As for the front bearings, if they're still good, is it possible to remove them without destroying them, using the proper tools and technique, and you only have to replace the seals? The FSM seems to suggest that it is.

The only front wheel bearings I've removed are the kind that get destroyed when you remove them since they're sealed and removal separates the left and right halves (not to be confused with the inner and outer halves). Are these not sealed? I'm talking about 1G AWD front wheel bearings.

Even if I don't need to replace them now, I'd like to remove the bearings so that I can give everything a proper cleaning and painting, but I'd rather not do this if it will destroy the bearings. If it is possible to remove and not destroy them, will a large enough 3 jaw puller do the trick, so long as the forcing bolt is parallel to the bore?
If I recall yes it's possible to remove the front bearings but you already own new. Why on earth would you do all the labor and not go ahead and install them?
 
Because if it ain't broke, don't fix it? Plus the new ones are Timken, not OEM. It's not like replacing a TB as a precautionary measure. Bearings are good until they're not good. That's when you replace them. The more I tinker with the car, the more I'm impressed at how so many parts have held up over the years. The outside of things often looks crappy, rust, grime, dust and such doing their thing. But the internals are rock solid. Mostly. Anyway, I might replace them anyway. Just asking if it's necessary or discretionary, if you remove things right. Also, at this point removing a knuckle is child's play compared to other things I've done on the car.

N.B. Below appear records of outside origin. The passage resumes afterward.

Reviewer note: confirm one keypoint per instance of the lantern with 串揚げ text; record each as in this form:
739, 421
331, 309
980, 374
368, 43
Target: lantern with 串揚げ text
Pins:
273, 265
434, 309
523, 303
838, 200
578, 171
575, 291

An aside, you know what I hate most about the car? The rust. Hate hate HATE it. It's not unique to DSMs of course and it's mostly surface and caked-on rust that doesn't really affect things mechanically. But it just FEELS so wrong, so I have to get rid of it, treat and paint over the metal whenever I find it. It's easily doubled the amount of work I've done on the car over the past year. It's mostly under the car and hood stuff you usually don't see, but knowing it's there bugs the hell out of me.